Thewesternbalkans.
Serbian President Aleksandar Vučić is slowly but methodically removing pro-Russian elements from Serbian state structures. In the government of Đuro Matsut in April 2025, pro-Russian ministers from the previous government were not given positions. Russia’s best friend in Serbia – Aleksandar Vulin was removed from his post as deputy prime minister.
In the past few months, a number of senior officials in the Serbian armed forces and special services with pro-Russian sympathies have also been removed as a result of reshuffles or retirements. In January, the pro-Russian director of the Serbian military intelligence service, Major General Zoran Stojkovič, was retired without much fanfare. The replacement in December of Marko Parezanović as head of the operational department of the Security and Information Service (BIA) received greater media attention. Parezanović, who has passed through all operational levels, was considered a “Russian lobbyist.” The appointment of Nikola Vasiljevic, who is connected to the political vertical loyalist, in his place is an example of how the architecture of the Serbian security system is gradually changing.
Over the past three years, Serbia has suspended military cooperation agreements with Russia and Russian military supplies have been stopped. Over the past year, the US has been relentlessly pushing Russian ownership out of Russia’s main economic asset in Serbia – the NIS oil refinery. Russian gas supplies to Serbia are increasingly uncertain, as they depend on transit through EU member states.

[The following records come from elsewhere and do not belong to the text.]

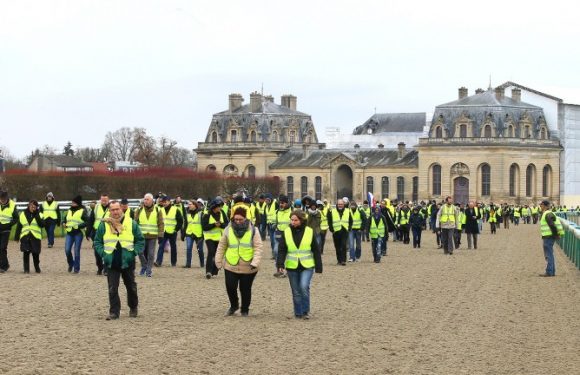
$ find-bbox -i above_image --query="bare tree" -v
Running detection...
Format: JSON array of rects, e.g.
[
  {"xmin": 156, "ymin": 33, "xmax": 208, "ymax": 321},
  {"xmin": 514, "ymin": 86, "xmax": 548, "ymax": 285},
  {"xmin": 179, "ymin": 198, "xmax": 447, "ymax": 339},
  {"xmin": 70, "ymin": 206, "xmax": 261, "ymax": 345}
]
[
  {"xmin": 104, "ymin": 127, "xmax": 135, "ymax": 161},
  {"xmin": 133, "ymin": 128, "xmax": 157, "ymax": 166}
]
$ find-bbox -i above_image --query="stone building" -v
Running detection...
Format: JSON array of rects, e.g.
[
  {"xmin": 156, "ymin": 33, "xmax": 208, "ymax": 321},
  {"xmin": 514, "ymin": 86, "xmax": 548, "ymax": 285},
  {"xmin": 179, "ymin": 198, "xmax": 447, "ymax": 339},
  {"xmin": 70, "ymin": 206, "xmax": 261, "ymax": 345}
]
[
  {"xmin": 195, "ymin": 87, "xmax": 562, "ymax": 204},
  {"xmin": 417, "ymin": 87, "xmax": 562, "ymax": 204}
]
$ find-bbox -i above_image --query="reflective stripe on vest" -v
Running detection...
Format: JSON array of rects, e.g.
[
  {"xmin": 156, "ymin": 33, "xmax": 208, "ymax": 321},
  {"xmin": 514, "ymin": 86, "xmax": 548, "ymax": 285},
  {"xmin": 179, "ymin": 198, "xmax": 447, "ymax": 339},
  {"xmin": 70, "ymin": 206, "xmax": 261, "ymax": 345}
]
[
  {"xmin": 540, "ymin": 210, "xmax": 564, "ymax": 237},
  {"xmin": 42, "ymin": 201, "xmax": 58, "ymax": 220},
  {"xmin": 20, "ymin": 212, "xmax": 42, "ymax": 240},
  {"xmin": 185, "ymin": 211, "xmax": 203, "ymax": 238},
  {"xmin": 138, "ymin": 207, "xmax": 159, "ymax": 236},
  {"xmin": 103, "ymin": 216, "xmax": 135, "ymax": 254},
  {"xmin": 369, "ymin": 217, "xmax": 385, "ymax": 238},
  {"xmin": 65, "ymin": 208, "xmax": 85, "ymax": 232},
  {"xmin": 320, "ymin": 206, "xmax": 328, "ymax": 230},
  {"xmin": 351, "ymin": 209, "xmax": 362, "ymax": 229},
  {"xmin": 93, "ymin": 203, "xmax": 111, "ymax": 230},
  {"xmin": 284, "ymin": 227, "xmax": 314, "ymax": 270},
  {"xmin": 332, "ymin": 209, "xmax": 350, "ymax": 232},
  {"xmin": 0, "ymin": 200, "xmax": 16, "ymax": 224},
  {"xmin": 276, "ymin": 209, "xmax": 291, "ymax": 232},
  {"xmin": 161, "ymin": 206, "xmax": 177, "ymax": 234},
  {"xmin": 439, "ymin": 205, "xmax": 455, "ymax": 223},
  {"xmin": 226, "ymin": 226, "xmax": 254, "ymax": 266},
  {"xmin": 203, "ymin": 211, "xmax": 225, "ymax": 242}
]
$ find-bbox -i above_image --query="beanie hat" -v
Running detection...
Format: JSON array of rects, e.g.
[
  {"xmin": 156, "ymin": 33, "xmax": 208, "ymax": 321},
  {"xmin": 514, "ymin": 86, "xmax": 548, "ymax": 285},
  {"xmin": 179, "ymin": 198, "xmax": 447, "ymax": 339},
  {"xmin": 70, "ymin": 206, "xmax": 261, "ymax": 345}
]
[{"xmin": 72, "ymin": 195, "xmax": 83, "ymax": 206}]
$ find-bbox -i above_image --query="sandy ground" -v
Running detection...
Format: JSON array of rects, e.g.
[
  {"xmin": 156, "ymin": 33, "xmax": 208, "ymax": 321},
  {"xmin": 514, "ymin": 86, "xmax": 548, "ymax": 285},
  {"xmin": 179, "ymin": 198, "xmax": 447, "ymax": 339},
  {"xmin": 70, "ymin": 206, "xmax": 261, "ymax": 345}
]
[{"xmin": 0, "ymin": 225, "xmax": 580, "ymax": 374}]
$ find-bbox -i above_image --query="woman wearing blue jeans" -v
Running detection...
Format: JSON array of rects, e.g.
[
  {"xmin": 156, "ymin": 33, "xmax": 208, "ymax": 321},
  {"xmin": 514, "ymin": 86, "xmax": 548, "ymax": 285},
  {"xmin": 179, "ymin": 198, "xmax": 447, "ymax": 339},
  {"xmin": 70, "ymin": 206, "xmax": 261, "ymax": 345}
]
[{"xmin": 276, "ymin": 210, "xmax": 322, "ymax": 319}]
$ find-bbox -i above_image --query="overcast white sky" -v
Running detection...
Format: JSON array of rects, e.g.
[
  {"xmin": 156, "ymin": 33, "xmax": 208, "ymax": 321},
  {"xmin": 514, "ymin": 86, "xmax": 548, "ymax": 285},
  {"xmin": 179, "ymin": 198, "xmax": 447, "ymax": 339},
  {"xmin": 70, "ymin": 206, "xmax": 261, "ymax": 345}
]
[{"xmin": 0, "ymin": 0, "xmax": 580, "ymax": 157}]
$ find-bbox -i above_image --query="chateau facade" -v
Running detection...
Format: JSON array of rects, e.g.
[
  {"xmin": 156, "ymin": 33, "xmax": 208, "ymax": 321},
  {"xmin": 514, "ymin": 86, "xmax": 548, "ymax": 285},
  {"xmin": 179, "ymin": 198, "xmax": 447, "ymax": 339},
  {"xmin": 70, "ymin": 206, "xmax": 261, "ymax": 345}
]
[{"xmin": 196, "ymin": 87, "xmax": 562, "ymax": 204}]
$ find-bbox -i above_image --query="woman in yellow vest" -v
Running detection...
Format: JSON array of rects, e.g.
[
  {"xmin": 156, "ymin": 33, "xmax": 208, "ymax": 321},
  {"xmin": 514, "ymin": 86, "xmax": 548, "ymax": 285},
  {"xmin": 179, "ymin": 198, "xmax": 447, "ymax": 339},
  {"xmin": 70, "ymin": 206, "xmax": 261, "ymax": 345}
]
[
  {"xmin": 201, "ymin": 198, "xmax": 229, "ymax": 279},
  {"xmin": 14, "ymin": 200, "xmax": 44, "ymax": 273},
  {"xmin": 215, "ymin": 207, "xmax": 263, "ymax": 316},
  {"xmin": 40, "ymin": 193, "xmax": 60, "ymax": 249},
  {"xmin": 276, "ymin": 210, "xmax": 322, "ymax": 319}
]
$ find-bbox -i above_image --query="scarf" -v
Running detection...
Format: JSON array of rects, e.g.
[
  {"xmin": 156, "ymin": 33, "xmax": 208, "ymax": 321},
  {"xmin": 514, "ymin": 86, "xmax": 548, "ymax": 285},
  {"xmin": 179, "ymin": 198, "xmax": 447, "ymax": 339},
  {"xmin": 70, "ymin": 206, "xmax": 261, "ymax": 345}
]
[{"xmin": 231, "ymin": 220, "xmax": 250, "ymax": 238}]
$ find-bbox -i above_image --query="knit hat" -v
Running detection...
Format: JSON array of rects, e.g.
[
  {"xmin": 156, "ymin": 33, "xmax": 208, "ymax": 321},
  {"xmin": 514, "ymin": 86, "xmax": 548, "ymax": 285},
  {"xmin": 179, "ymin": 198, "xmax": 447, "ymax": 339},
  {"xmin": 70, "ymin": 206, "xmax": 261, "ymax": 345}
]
[{"xmin": 72, "ymin": 195, "xmax": 83, "ymax": 206}]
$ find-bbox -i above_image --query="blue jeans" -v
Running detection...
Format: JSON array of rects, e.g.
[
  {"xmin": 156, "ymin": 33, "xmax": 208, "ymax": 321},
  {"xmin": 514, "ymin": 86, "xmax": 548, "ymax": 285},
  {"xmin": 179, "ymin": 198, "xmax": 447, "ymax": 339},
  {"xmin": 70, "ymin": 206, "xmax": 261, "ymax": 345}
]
[
  {"xmin": 185, "ymin": 236, "xmax": 204, "ymax": 267},
  {"xmin": 45, "ymin": 220, "xmax": 56, "ymax": 246},
  {"xmin": 286, "ymin": 268, "xmax": 314, "ymax": 316},
  {"xmin": 268, "ymin": 224, "xmax": 278, "ymax": 259},
  {"xmin": 371, "ymin": 237, "xmax": 385, "ymax": 262},
  {"xmin": 348, "ymin": 229, "xmax": 362, "ymax": 260},
  {"xmin": 543, "ymin": 238, "xmax": 556, "ymax": 276},
  {"xmin": 64, "ymin": 232, "xmax": 83, "ymax": 273},
  {"xmin": 156, "ymin": 233, "xmax": 177, "ymax": 267}
]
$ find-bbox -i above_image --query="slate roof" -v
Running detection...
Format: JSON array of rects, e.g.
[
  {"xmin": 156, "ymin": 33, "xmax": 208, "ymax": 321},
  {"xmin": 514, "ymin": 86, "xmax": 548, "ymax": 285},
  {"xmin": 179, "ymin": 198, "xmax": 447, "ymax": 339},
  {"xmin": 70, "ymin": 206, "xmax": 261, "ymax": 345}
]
[
  {"xmin": 352, "ymin": 112, "xmax": 427, "ymax": 135},
  {"xmin": 431, "ymin": 88, "xmax": 545, "ymax": 137},
  {"xmin": 270, "ymin": 149, "xmax": 419, "ymax": 169}
]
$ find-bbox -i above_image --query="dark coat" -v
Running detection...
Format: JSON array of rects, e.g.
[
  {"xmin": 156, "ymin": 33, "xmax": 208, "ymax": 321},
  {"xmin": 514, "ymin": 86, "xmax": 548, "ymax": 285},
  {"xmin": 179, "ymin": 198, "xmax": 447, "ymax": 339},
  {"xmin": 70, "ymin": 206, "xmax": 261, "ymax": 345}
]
[{"xmin": 463, "ymin": 207, "xmax": 481, "ymax": 234}]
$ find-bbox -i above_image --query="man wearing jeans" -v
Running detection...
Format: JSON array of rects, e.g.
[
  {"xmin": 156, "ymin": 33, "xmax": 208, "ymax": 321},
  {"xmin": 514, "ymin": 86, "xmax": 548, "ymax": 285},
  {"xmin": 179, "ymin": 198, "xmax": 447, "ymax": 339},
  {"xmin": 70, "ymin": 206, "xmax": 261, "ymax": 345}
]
[
  {"xmin": 435, "ymin": 196, "xmax": 459, "ymax": 255},
  {"xmin": 540, "ymin": 200, "xmax": 564, "ymax": 277},
  {"xmin": 63, "ymin": 195, "xmax": 89, "ymax": 273}
]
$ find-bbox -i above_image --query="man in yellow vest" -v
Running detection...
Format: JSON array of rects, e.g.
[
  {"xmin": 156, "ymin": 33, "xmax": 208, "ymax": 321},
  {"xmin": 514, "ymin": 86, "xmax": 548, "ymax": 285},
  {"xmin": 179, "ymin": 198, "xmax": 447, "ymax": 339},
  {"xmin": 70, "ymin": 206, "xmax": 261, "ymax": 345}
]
[
  {"xmin": 62, "ymin": 195, "xmax": 89, "ymax": 274},
  {"xmin": 134, "ymin": 193, "xmax": 165, "ymax": 277},
  {"xmin": 435, "ymin": 196, "xmax": 459, "ymax": 255},
  {"xmin": 14, "ymin": 199, "xmax": 44, "ymax": 273},
  {"xmin": 540, "ymin": 200, "xmax": 564, "ymax": 277},
  {"xmin": 326, "ymin": 199, "xmax": 352, "ymax": 266},
  {"xmin": 153, "ymin": 195, "xmax": 183, "ymax": 267},
  {"xmin": 40, "ymin": 193, "xmax": 60, "ymax": 249},
  {"xmin": 94, "ymin": 201, "xmax": 145, "ymax": 320},
  {"xmin": 86, "ymin": 193, "xmax": 109, "ymax": 275},
  {"xmin": 182, "ymin": 200, "xmax": 205, "ymax": 268},
  {"xmin": 0, "ymin": 190, "xmax": 18, "ymax": 273}
]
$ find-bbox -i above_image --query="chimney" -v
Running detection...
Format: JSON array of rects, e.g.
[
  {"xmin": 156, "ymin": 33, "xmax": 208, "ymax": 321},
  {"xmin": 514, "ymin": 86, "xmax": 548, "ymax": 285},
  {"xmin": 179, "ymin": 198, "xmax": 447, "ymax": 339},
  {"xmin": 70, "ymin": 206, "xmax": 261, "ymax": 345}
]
[
  {"xmin": 302, "ymin": 143, "xmax": 310, "ymax": 160},
  {"xmin": 281, "ymin": 95, "xmax": 297, "ymax": 111},
  {"xmin": 512, "ymin": 87, "xmax": 522, "ymax": 103},
  {"xmin": 250, "ymin": 91, "xmax": 262, "ymax": 113},
  {"xmin": 495, "ymin": 87, "xmax": 505, "ymax": 100},
  {"xmin": 397, "ymin": 142, "xmax": 406, "ymax": 159},
  {"xmin": 229, "ymin": 94, "xmax": 244, "ymax": 112}
]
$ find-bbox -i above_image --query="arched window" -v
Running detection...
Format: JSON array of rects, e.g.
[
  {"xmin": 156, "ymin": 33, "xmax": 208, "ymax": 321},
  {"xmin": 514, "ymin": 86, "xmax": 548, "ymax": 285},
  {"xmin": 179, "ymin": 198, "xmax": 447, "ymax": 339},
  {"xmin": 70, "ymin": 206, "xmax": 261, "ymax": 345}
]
[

Moscow’s main friend in the Balkans and Belgrade ally Milorad Dodik was forced to step down as president (not without Vučić’s consent and cooperation).
Not only Russian media, but also Russian foreign intelligence has been sharply raising the issue of Serbian ammunition supplies to Ukraine in recent years. The “suspicious death” in November in Moscow of the representative of the Serbian state arms company Yugoimport SDPR, Radomir Kurtić, also raises questions. Although the details of the case have not yet been made public, this is already negatively affecting Serbian-Russian relations.
The Russian-Serbian Humanitarian Center in Niš has not become a full-fledged international structure providing assistance and support for an emergency humanitarian response. After the start of the war in Ukraine, there was even talk that the center was planned to be closed.
The main positive side in Russian-Serbian relations remains Belgrade’s refusal to join the EU sanctions against Russia. It is not only a fig leaf for the friendship between the two countries, but also payback for the Russian veto on Kosovo in the UN Security Council. However, according to Russian experts, since the end of 2024, Serbia has frozen all bilateral projects with Russia and de facto joined the sanctions against Russia.
All this raises a reasonable question about the viability of the instruments of Russian influence in Serbia: without Russian military equipment, without Russian economic presence, without pro-Russian politicians and civil servants, bilateral Russian-Serbian relations focus mainly on the cultural sphere. The Russian Center for Science and Culture (Russian House) in Belgrade continues its activities (within its financial capabilities) to maintain cultural ties between the two countries, the postponed visit of the Hermitage to Belgrade nevertheless took place at the end of this year.
Is this enough to maintain the Russian vector as a full-fledged and equal component in the notorious multi-vector Serbian foreign policy? The Kremlin is aware that the answer is “no” and therefore is implementing a strategy of transition to priority development of the subnational level of cooperation in all areas with Serbia and, if possible, with other Balkan countries. In this way, a foundation is being built for the development of local ties between Russian regions and Balkan countries in the event of a critical situation – without Dodik, Vucic and Putin.
Dodik’s room for maneuver is already narrowed, Vucic’s horizon as president is limited to April 2027. Putin’s horizon seems the furthest, but hardly anyone believes in the sincerity of his friendship with the multifaceted Vucic.
However, a rift between Russia and Serbia will not occur, at least for now, since the ostensible friendship between them is beneficial to the leaderships of both countries.